NYSE Retail Liquidity Program

Discussion in 'Automated Trading' started by clearinghouse, Oct 5, 2012.

  1. http://traderupdates.nyse.com/2012/07/nyse_and_nyse_mkt_retail_liqui_1.html

    Do you have to basically be a GETCO or a Knight to be putting in price improved orders for retail liquidity? I currently send 0 orders to the NYSE and don't even have a port there, either through a broker or directly. Anyone familiar with this program at all?

    FWIW, I'm a nobody liquidity removing prop trader trading my own money, so I don't ever interact with exchanges. I just want to know whether it's worth firing off a whiny e-mail to my tech provider about how my life is being ruined without access to this liquidity.
  2. jb514


    How come NYSE never has subpenny prints? Are the RLP trades reported differently?
  3. actually the NYSE RLP is making it so more of the retail flow hits the lit public markets instead of going directly to a wholesaler ( getco, knight, IB's TH)


  4. FTA:

    "Under the exchange’s programs, market makers will be allowed to post hidden quotes in sub-penny increments that may only be traded against by qualified retail brokers. The plans’ detractors noted this was a violation of the SEC’s ban on sub-penny quotes, which the regulator has noted could discourage traders from posting limit orders."

    They just say "market makers"; they don't say whether this is just any guy sitting in his basement making a two sided market or whether it's designated market makers who're able to post these quotes. It seems like they're implying it's designated market makers.

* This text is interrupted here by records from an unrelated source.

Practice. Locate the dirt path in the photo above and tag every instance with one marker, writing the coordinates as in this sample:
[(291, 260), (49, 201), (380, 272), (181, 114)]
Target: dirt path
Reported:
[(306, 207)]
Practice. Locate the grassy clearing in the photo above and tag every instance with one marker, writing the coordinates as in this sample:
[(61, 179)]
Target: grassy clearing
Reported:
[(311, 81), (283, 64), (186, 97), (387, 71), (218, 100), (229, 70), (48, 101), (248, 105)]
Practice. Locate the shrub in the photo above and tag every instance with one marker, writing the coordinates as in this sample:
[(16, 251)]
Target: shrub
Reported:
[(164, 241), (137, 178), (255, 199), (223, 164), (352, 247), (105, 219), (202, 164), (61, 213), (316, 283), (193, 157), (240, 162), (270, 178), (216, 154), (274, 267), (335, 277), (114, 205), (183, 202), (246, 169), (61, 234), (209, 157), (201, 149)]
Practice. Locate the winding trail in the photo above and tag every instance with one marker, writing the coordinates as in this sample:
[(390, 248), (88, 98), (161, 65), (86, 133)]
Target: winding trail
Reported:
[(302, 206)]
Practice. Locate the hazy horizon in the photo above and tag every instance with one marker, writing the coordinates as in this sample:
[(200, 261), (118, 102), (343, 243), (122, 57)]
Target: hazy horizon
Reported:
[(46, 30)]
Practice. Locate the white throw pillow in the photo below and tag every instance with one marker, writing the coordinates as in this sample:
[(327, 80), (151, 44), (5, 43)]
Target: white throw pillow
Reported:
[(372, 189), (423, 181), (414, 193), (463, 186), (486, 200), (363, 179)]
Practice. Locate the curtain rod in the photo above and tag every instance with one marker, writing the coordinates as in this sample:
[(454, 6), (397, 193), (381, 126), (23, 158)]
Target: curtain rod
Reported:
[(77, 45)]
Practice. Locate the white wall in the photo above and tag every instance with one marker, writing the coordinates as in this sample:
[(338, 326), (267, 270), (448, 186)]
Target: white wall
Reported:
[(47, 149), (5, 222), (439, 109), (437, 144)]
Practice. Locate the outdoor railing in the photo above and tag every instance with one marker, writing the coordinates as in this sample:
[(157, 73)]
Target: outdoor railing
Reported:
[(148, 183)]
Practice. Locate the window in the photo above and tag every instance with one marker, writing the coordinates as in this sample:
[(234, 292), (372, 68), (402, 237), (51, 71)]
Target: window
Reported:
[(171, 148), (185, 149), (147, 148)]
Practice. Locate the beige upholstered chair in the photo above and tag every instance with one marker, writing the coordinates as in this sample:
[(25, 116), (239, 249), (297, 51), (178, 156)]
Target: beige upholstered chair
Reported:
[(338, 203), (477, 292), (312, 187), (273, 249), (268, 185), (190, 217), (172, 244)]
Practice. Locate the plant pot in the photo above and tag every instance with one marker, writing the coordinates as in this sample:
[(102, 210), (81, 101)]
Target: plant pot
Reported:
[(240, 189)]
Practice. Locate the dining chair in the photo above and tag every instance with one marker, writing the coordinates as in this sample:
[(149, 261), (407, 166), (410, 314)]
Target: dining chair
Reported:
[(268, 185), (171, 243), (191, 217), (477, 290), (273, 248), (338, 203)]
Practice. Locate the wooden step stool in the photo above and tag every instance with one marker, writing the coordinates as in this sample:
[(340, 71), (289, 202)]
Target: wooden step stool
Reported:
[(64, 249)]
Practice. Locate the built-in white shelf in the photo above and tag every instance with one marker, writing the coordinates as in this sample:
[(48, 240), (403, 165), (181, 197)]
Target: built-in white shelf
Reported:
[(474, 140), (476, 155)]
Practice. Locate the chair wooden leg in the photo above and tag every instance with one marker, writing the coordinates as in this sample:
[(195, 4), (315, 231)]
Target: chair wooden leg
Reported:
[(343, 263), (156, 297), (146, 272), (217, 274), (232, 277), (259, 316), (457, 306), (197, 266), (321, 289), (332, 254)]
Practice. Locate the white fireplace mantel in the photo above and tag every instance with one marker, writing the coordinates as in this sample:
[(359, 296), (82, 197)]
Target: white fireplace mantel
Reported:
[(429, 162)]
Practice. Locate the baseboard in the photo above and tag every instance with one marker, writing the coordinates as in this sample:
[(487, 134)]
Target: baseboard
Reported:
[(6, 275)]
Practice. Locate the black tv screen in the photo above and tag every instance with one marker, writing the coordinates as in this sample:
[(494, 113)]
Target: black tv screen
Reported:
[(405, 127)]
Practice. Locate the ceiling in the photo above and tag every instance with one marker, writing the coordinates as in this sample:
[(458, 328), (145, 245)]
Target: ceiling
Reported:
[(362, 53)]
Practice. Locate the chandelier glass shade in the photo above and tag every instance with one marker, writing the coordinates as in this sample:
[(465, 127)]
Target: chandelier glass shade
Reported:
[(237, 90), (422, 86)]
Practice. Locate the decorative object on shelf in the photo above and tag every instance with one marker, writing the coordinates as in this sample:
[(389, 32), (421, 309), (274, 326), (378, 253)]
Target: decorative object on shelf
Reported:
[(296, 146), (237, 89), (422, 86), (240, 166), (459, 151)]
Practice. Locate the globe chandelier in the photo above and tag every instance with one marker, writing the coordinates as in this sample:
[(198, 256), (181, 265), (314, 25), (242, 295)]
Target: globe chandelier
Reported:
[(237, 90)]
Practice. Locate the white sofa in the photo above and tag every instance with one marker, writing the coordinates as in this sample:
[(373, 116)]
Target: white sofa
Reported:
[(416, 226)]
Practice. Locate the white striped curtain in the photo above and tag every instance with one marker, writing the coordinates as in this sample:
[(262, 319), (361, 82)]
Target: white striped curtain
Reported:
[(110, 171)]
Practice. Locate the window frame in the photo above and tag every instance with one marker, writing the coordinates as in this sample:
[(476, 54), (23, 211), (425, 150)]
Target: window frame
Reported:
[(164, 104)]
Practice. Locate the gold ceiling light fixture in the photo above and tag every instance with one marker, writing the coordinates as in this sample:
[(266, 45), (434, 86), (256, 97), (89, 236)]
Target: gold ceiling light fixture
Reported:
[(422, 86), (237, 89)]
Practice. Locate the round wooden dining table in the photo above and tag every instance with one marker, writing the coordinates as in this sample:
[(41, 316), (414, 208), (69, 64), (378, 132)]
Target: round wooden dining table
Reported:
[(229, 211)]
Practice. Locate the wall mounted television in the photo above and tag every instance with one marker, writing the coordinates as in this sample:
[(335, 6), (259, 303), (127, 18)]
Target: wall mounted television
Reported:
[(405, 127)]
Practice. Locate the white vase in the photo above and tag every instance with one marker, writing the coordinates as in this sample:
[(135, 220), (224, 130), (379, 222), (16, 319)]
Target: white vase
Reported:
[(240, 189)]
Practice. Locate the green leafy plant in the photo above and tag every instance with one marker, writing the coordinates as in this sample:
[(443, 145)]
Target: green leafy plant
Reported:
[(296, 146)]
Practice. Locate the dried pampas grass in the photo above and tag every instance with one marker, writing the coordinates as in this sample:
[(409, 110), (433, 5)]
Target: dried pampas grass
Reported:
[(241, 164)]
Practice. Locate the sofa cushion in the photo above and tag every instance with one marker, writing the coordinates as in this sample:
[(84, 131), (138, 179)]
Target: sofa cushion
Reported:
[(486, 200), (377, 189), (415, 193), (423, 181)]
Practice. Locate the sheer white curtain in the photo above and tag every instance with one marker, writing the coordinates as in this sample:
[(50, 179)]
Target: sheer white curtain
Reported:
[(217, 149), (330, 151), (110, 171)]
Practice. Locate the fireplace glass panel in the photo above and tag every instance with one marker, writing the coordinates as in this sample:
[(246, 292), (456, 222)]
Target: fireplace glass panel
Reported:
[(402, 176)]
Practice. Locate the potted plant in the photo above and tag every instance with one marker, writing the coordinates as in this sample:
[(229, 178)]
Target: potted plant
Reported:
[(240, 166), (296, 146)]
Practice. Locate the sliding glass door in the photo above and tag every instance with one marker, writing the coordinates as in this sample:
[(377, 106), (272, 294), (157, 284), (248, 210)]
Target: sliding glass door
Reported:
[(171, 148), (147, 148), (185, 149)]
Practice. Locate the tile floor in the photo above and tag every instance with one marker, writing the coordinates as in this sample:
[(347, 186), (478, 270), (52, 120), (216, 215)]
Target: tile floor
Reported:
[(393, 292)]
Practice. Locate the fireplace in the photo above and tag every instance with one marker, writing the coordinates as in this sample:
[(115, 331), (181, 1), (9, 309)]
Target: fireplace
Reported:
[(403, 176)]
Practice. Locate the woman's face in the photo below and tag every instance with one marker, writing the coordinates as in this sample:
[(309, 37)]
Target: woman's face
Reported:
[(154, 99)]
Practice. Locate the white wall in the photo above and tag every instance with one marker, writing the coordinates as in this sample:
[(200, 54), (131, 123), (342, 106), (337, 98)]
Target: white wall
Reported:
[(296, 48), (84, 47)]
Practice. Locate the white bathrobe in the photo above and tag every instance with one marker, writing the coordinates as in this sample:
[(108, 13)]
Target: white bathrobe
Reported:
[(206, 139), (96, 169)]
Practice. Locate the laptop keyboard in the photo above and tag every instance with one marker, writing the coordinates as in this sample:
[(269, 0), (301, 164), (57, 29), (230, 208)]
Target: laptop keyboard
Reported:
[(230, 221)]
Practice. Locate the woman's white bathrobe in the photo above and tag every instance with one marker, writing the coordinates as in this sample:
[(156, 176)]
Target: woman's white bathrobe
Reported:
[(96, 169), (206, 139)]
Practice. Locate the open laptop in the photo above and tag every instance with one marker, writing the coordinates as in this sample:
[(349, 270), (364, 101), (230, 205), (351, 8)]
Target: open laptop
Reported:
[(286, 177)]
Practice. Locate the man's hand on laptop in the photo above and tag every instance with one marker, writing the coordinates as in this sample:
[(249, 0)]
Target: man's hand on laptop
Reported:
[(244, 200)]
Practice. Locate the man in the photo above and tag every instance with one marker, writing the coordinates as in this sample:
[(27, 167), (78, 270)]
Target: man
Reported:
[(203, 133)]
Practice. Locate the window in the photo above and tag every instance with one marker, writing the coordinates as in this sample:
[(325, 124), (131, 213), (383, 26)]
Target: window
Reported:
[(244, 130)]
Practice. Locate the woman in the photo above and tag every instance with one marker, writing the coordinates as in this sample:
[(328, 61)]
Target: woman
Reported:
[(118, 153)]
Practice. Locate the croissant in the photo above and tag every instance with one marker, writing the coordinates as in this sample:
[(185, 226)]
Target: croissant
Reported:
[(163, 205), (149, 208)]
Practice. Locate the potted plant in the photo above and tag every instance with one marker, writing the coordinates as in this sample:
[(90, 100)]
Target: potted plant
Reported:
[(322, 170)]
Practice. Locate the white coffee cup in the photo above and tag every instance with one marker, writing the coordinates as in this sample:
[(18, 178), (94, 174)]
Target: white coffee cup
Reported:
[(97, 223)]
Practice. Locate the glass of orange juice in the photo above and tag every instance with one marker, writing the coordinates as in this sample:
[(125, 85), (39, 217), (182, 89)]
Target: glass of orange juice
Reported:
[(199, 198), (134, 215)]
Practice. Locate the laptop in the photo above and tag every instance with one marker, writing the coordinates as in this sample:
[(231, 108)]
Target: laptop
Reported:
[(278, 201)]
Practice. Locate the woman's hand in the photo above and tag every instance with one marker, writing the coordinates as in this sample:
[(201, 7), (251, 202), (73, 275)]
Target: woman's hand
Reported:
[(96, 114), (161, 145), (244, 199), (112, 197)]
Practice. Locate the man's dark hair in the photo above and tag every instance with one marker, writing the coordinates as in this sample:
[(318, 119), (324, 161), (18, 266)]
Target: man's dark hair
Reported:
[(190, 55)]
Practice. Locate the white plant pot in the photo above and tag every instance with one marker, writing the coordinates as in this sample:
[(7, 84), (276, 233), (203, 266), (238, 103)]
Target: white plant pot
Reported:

    Also, I don't see how their program addresses the SEC's views about wholesaler interception of flow if the flow is just headed to some designated market maker on the NYSE. Have we all forgotten the days of the crooked specialist, his bogus book locking, and suspicious "price improvements" on large block fills? Why do we want that guy being the equivalent of a wholesaler, but on the NYSE instead -- NYSE commission rates are terrible for a Joe Blow retail liquidity remover on a broker like IB. At least the wholesalers are dirt cheap. What is the NYSE RLP solving in terms of flow interception? The only thing I see it solving is the problem of their declining market share.